As previously described, the transferability of skills learnt via VR into actual surgical environments has not been widely researched, with only 2 of the 16 studies included in this study examining skills in the OR. Firmly establishing this transferability should be a key outcome for research moving forward, particularly as the generalisability of skills of trainees learning on VR was directly questioned by Middleton et al.

A ‘Task List’ designed for trainers using VR in surgery was proposed in 2018 that addressed some of the concerns raised by almost all reviews on this topic to date [39]. The 7-point list includes recommendation to identify the skills that can and cannot be developed through simulation, to incentivise long-term use of the VR simulator by trainees, to demonstrate the ‘ultimate goal’ of transferability to OR, and—critically—to recognise that VR are not a total substitute for other methods of simulation, notably cadaveric training.

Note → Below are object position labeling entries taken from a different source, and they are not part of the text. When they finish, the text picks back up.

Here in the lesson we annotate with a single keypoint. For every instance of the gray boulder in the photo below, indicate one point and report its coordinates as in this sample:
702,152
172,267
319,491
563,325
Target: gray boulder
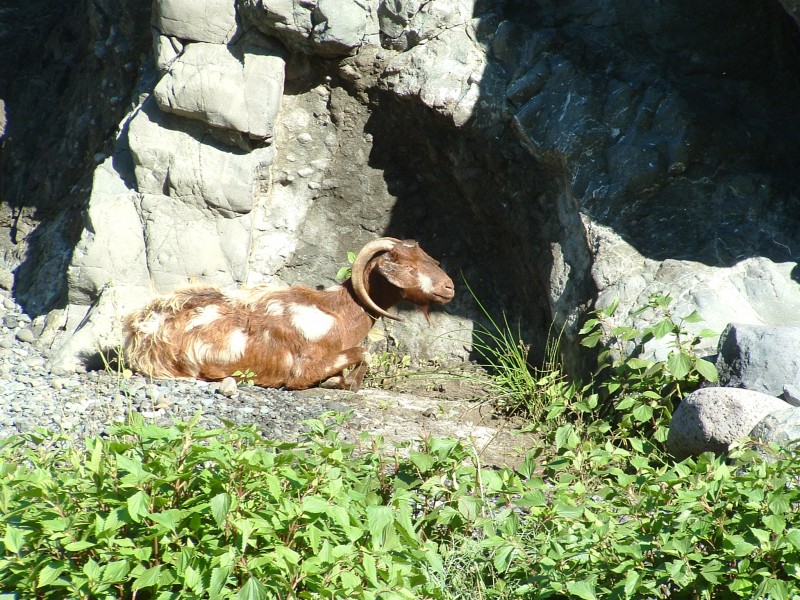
711,419
760,358
781,427
325,27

This study is in agreement with this set of goals—the results of this analysis show that it is still not transparent that VR is statistically more effective at teaching skills than current simulation and teaching methods, yet it demonstrates a clear potential for an engaging supplementation to current ways of learning. Future research should aim to address these recurrent topics, in order to help drive the inclusion of VR into surgical curriculum forward.

Limitations

Although this study performed analysis on 16 articles, the total number of participants was only 431, with an average number of 27. As already previously described, there was a level of heterogenicity across the studies, making comparisons more difficult.

Additionally, the eligibility criteria defined in this study limited available articles to RCTs, due to the level of evidence that they provide, and the ability to make direct comparisons to current educational techniques. However, there are noteworthy limitations to using RCTs in medical education-based research; there are common weaknesses in participant eligibility, methods of randomisation and blinding which can lead to several biases, including performance bias [40]. Indeed, several studies did demonstrate concerns around randomisation and blinding that may affect the quality of their results, and only Sugand et al. [27] actively attempted to reduce participant selection bias by recruiting participants through a mandatory course.

Conclusion

Virtual reality presents as an immersive new simulation technology that has been adopted by many disciplines, but is underused in the field of orthopaedics. The results of numerous RCTs show it to be proficient in teaching orthopaedic surgical skills, often leading to better participant outcomes compared to existing low-fidelity simulators. However, there are still gaps in the evidence to support VR, crucially that VR learning transfers into the operating room and exploring this should become the focus of studies moving forward.